REPEALED - Expert Witnesses in Personal Injury Actions
PRACTICE NOTE NO 70
Expert Witnesses in Personal Injury Actions
1 The Court is concerned about the excessive number of experts qualifying to give evidence and giving evidence in personal injury cases. The practice of having a large number of experts qualifying, both medical and otherwise, whose opinions are commonly overlapping and whose reports either are not used or are of little assistance to the Court when tendered, is costly, time consuming and productive of delay.
2 Where it is considered that an unnecessary expert has qualified or is sought to be called to give evidence, then the Court may:
(a) reject the tender of the expert's report;
(b) refuse to allow the expert to be called; and
(c) disallow any costs incurred in qualifying, in having the expert's report prepared or in calling the expert to give evidence.

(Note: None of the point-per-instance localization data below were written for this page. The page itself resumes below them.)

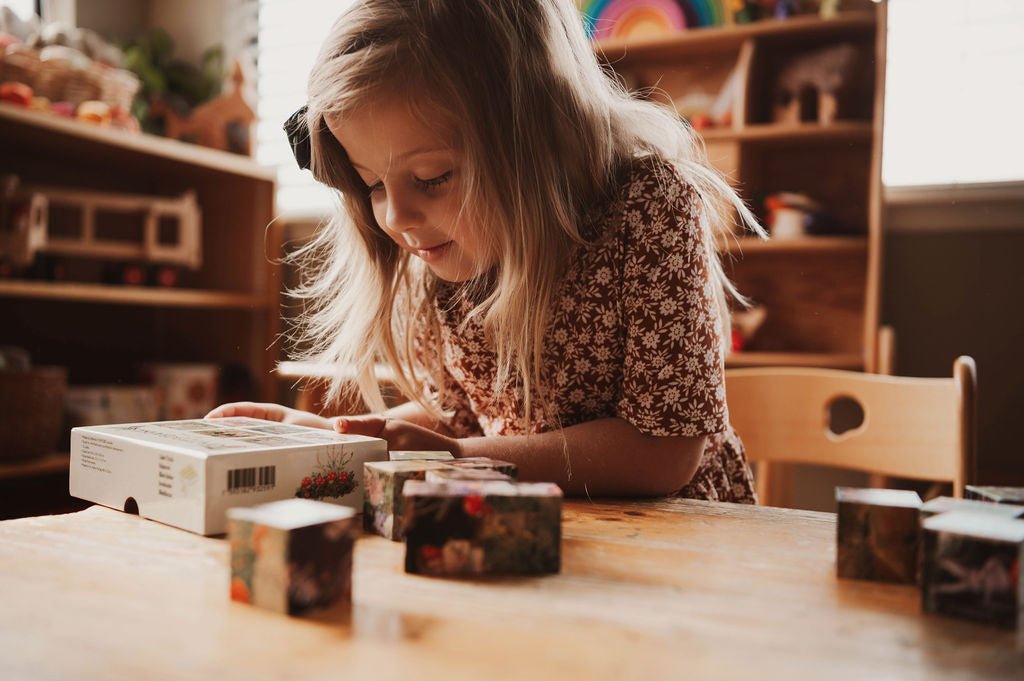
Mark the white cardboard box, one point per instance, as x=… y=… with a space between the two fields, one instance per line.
x=188 y=473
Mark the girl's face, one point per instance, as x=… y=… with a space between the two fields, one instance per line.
x=413 y=176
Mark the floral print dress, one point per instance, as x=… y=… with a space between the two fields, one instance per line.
x=634 y=335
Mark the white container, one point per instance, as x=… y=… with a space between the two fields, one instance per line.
x=188 y=473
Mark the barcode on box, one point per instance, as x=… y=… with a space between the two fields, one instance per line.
x=243 y=479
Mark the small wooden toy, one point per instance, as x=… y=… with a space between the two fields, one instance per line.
x=292 y=556
x=222 y=123
x=97 y=113
x=383 y=505
x=454 y=473
x=484 y=463
x=420 y=455
x=819 y=86
x=948 y=504
x=464 y=528
x=877 y=535
x=35 y=220
x=995 y=495
x=972 y=567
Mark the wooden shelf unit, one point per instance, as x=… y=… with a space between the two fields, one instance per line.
x=224 y=312
x=821 y=292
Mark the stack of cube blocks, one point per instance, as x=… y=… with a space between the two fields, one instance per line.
x=966 y=554
x=385 y=480
x=292 y=556
x=464 y=517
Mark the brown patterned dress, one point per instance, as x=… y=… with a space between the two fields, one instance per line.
x=634 y=335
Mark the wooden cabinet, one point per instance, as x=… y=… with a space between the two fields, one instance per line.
x=225 y=311
x=820 y=292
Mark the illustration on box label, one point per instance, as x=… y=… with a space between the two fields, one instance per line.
x=331 y=480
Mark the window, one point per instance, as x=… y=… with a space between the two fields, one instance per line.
x=289 y=38
x=954 y=92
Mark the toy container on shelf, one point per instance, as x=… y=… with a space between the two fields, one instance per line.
x=31 y=411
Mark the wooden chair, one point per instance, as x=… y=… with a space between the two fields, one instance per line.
x=920 y=428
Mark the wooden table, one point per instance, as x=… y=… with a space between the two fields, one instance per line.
x=648 y=590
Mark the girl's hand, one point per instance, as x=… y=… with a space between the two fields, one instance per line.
x=270 y=412
x=399 y=434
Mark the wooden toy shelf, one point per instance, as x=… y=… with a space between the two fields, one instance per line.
x=224 y=311
x=820 y=292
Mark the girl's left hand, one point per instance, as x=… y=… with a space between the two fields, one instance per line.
x=399 y=434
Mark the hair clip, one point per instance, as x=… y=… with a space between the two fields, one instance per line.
x=298 y=137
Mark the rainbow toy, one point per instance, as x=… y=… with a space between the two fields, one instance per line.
x=634 y=18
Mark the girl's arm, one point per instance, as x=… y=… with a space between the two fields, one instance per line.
x=607 y=457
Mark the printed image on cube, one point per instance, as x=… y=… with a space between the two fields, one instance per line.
x=454 y=473
x=972 y=567
x=292 y=556
x=384 y=480
x=420 y=455
x=948 y=504
x=995 y=495
x=467 y=528
x=877 y=535
x=483 y=463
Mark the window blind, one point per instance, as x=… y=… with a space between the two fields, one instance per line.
x=954 y=92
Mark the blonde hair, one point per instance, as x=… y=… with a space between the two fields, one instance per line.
x=543 y=131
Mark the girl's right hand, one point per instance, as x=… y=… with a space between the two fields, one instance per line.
x=270 y=412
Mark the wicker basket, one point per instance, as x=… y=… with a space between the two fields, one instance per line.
x=58 y=79
x=32 y=411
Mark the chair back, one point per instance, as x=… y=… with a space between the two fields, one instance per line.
x=920 y=428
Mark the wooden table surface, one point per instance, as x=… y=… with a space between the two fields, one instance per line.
x=648 y=590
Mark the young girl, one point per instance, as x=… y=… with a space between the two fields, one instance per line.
x=529 y=249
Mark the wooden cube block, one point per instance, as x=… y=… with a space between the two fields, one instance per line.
x=383 y=506
x=995 y=495
x=292 y=556
x=877 y=535
x=484 y=463
x=417 y=455
x=464 y=528
x=972 y=567
x=949 y=504
x=454 y=473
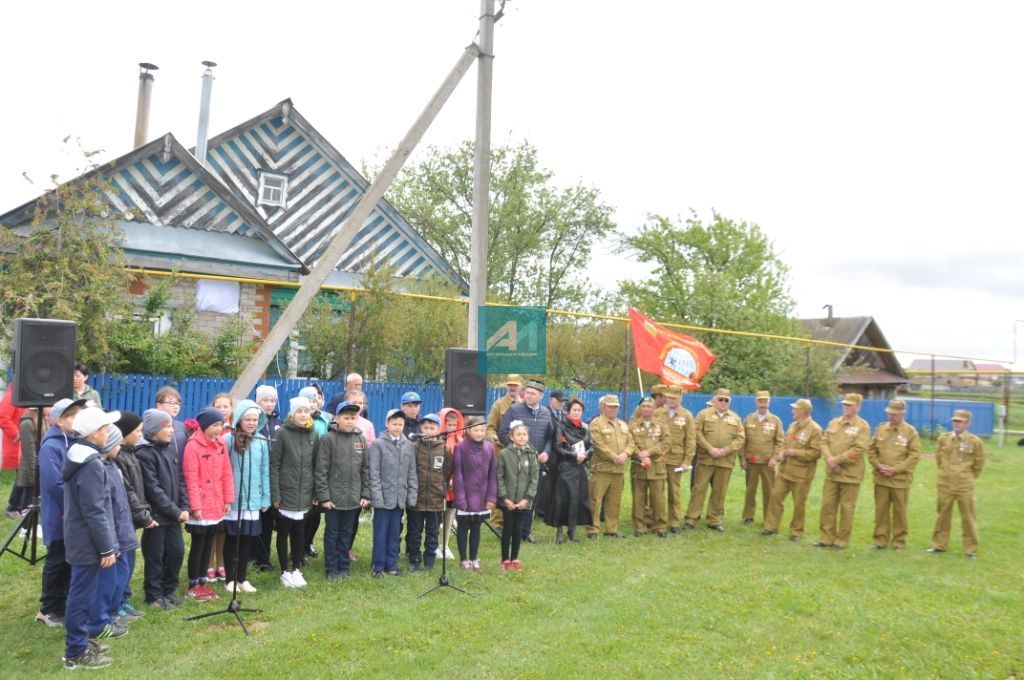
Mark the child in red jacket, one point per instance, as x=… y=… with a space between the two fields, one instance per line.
x=207 y=469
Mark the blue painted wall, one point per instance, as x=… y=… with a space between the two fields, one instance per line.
x=135 y=392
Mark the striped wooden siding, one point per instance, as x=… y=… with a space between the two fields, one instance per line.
x=322 y=193
x=171 y=194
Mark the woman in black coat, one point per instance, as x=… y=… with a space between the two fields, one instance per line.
x=567 y=503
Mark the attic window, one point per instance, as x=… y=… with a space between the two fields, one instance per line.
x=272 y=189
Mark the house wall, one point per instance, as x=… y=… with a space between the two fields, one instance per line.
x=254 y=304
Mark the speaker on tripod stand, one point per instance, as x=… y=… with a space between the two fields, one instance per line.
x=44 y=373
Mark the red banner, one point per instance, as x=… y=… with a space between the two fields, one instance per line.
x=679 y=358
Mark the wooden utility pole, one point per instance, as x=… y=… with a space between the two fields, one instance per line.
x=481 y=174
x=311 y=285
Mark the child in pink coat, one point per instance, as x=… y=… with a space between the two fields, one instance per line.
x=207 y=469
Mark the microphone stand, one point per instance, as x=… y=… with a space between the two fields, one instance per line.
x=442 y=582
x=30 y=518
x=235 y=605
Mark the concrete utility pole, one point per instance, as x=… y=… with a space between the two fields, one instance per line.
x=481 y=174
x=311 y=285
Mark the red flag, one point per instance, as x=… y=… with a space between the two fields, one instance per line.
x=679 y=358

3 As a guide, the number of expert witnesses giving evidence on behalf of a party shall be limited to:
(a) one medical expert in any specialty, unless there is a substantial issue as to ongoing disability, in which case the number shall be limited to two in any relevant specialty concerning that disability; and
(b) two experts of any other kind.
4 Actuarial reports will as a rule be considered unnecessary except in special circumstances where they are shown to be of assistance in the assessment of damages, for example in proceedings under the Compensation to Relatives Act, 1987 or where a claim is made for the costs of future fund management.